I want to share a project I’ve been working on for a while:
Some time ago I came across a talk: How we scaled git lab for a 30k employee company.
(basic overview of the system architecture)
The presentation was about how the team at git-lab solved scaling issues on their platform. After a few slides I wondered how this could be approached with languages like Erlang and Elixir.
After some moments of reflection, I had it! A basic concept on how things could fit together:
(joke aside, that’s pretty much what I came with )
Erlang/Elixir and OTP provide a lot of building blocks to power a scalable Git platform. The idea was to use nothing but Elixir and libgit2.
So here’s a more detailed overview of the architecture:
- Phoenix does multiple things
- SSH server implements
:ssh_daemon_channelto handle Git SSH commands.
- Ecto stores application data such as users, repositories, etc.
A really nice thing about
:ssh is that it provides support for authentication via password and public/private keys out of the box:
- Password based authentication is supported both for HTTP and SSH.
- Users can provide one or more SSH public keys to authenticate with.
NIFs / libgit2
If you are not familiar with libgit2, it’s a C written implementation of the Git core methods and functions.
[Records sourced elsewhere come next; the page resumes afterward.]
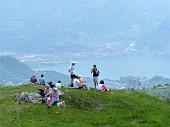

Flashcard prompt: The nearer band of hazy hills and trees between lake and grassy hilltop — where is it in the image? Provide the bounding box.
[0,55,170,89]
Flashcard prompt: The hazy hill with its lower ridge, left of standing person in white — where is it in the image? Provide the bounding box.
[0,55,69,84]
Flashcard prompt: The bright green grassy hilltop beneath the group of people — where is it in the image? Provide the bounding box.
[0,86,170,127]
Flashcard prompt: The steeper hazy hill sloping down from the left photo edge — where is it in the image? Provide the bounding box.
[0,56,35,84]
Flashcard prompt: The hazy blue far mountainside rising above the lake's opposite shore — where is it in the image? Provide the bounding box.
[0,0,170,54]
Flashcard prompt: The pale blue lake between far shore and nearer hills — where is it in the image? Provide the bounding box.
[36,55,170,79]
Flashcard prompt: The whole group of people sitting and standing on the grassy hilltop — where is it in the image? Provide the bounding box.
[30,62,112,108]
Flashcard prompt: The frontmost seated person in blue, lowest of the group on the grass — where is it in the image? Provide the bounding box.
[47,87,59,108]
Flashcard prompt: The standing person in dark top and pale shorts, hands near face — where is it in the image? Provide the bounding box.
[91,65,100,88]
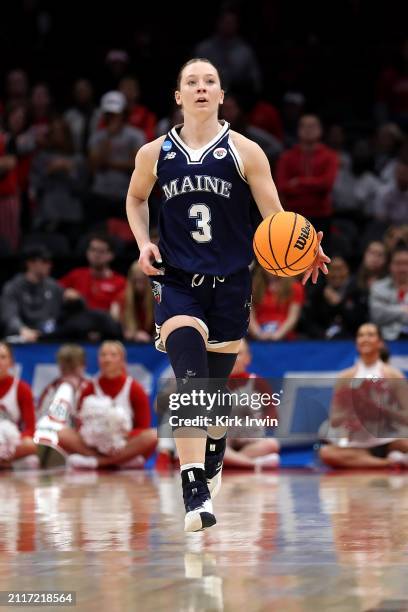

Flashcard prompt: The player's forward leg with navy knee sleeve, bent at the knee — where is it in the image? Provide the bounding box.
[160,315,216,531]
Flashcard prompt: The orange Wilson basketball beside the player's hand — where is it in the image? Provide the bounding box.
[253,211,318,277]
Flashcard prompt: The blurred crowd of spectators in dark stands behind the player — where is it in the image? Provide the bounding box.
[0,0,408,342]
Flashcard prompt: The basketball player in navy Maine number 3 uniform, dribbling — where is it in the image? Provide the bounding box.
[126,59,330,531]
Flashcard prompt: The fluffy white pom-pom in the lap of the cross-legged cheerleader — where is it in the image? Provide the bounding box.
[79,395,132,455]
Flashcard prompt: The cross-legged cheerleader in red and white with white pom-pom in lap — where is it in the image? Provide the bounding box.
[58,342,157,469]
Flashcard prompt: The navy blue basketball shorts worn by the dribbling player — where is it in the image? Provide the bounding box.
[150,266,252,352]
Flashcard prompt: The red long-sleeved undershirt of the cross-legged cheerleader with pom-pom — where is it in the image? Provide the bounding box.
[78,374,151,430]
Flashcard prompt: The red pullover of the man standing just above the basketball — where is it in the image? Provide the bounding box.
[276,144,338,217]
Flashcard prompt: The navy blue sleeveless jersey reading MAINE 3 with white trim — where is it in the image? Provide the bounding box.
[156,122,253,276]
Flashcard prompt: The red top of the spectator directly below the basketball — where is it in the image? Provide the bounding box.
[254,281,305,340]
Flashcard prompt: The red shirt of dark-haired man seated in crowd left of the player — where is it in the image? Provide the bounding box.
[59,268,126,311]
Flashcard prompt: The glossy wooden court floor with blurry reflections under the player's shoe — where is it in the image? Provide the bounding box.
[0,471,408,612]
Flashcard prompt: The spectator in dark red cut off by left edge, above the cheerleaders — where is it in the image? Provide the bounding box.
[0,126,20,251]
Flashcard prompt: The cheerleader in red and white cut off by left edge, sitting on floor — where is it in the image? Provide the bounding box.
[0,342,39,469]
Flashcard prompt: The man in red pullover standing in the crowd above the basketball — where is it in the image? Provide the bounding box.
[276,115,338,238]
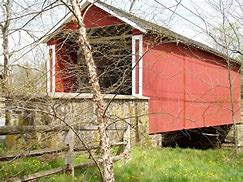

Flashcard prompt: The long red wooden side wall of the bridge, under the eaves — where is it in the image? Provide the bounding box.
[143,37,240,133]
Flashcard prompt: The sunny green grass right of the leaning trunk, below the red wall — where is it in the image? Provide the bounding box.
[116,148,243,182]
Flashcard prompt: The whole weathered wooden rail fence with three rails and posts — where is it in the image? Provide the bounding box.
[0,124,130,181]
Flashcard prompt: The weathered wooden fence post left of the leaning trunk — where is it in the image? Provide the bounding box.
[64,128,74,176]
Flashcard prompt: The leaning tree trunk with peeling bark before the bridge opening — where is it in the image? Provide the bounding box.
[70,0,114,182]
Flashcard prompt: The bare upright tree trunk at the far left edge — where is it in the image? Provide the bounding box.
[0,0,11,93]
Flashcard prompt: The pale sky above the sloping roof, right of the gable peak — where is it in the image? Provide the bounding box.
[107,0,214,44]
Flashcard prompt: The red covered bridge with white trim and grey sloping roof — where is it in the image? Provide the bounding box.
[44,1,240,134]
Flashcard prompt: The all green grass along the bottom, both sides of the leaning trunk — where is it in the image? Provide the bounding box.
[0,147,243,182]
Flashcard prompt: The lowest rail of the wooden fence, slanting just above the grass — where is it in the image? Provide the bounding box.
[9,156,121,182]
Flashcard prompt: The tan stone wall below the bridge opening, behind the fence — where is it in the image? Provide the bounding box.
[5,93,149,149]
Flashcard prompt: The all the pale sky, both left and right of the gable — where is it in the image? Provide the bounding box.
[0,0,242,63]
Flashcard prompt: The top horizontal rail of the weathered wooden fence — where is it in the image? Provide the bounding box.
[0,125,125,135]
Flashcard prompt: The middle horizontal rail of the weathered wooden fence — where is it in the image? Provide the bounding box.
[0,142,126,161]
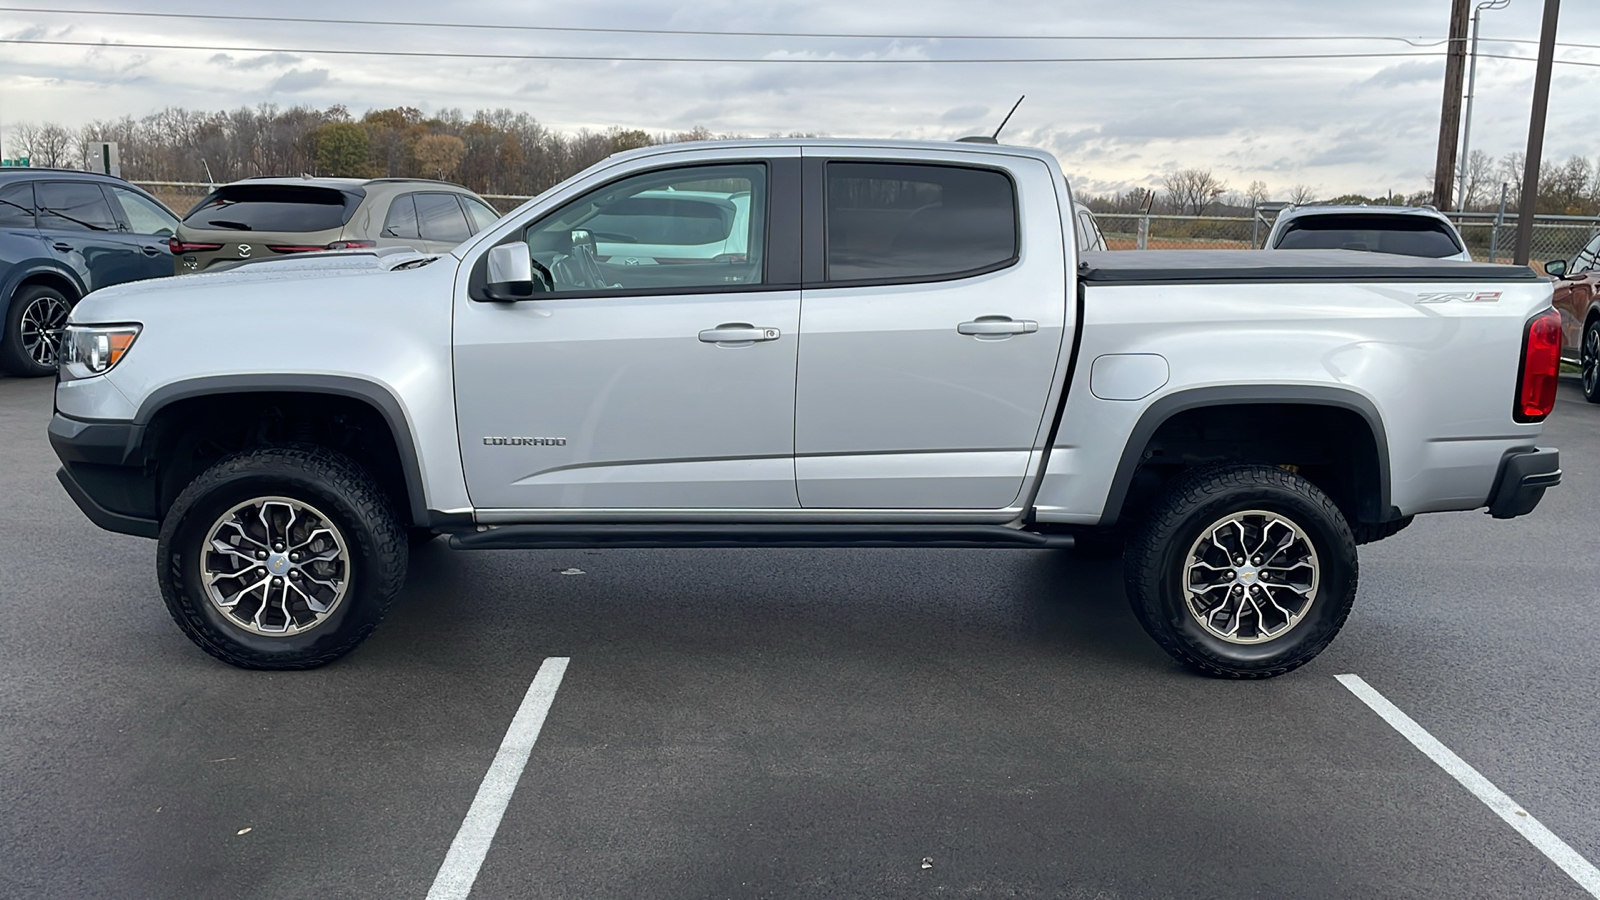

One very unique feature of the library is that you can provide your own storage backend. Which means you can plugin you own distributed K/V database instead of writing everything to the filesystem.
Git transfer protocol & Packfile format
This is the fun part of the project .
libgit2 does not support server side commands, it only focuses on the client implementation. In the first iteration I cheated and used Ports to execute
git-receive-pack. It worked well, both for SSH and HTTP.
But I wanted to have more control over the process (hooks, etc.) and having to depend on
git only for the transfer protocol was a shame…
So I started digging in the protocol internals, docs. I worked with a lot of different network protocols in my career (medical field, DICOM, HL7, etc) but I must admit, the Git transfer protocol and the Git Packfile format was a quiet heavy sh**t to grasp.
- It has lots of different binary optimisations.
- It uses zlib to inflate chunks but only gives you the resulting size of the deflated data so I had to come with my own zlib C implementation.
- The transfer protocol’s differs depending on the transport protocol.
- Documentation is,
hard to find, scarce, well hmm.
Its currently quiet messy, but have a look here for implementation details.
Still a proof of concept, it’s working but still. Almost no tests so unexpected things my happen.
If you are interested, download the code and give it a try. PR are very welcome.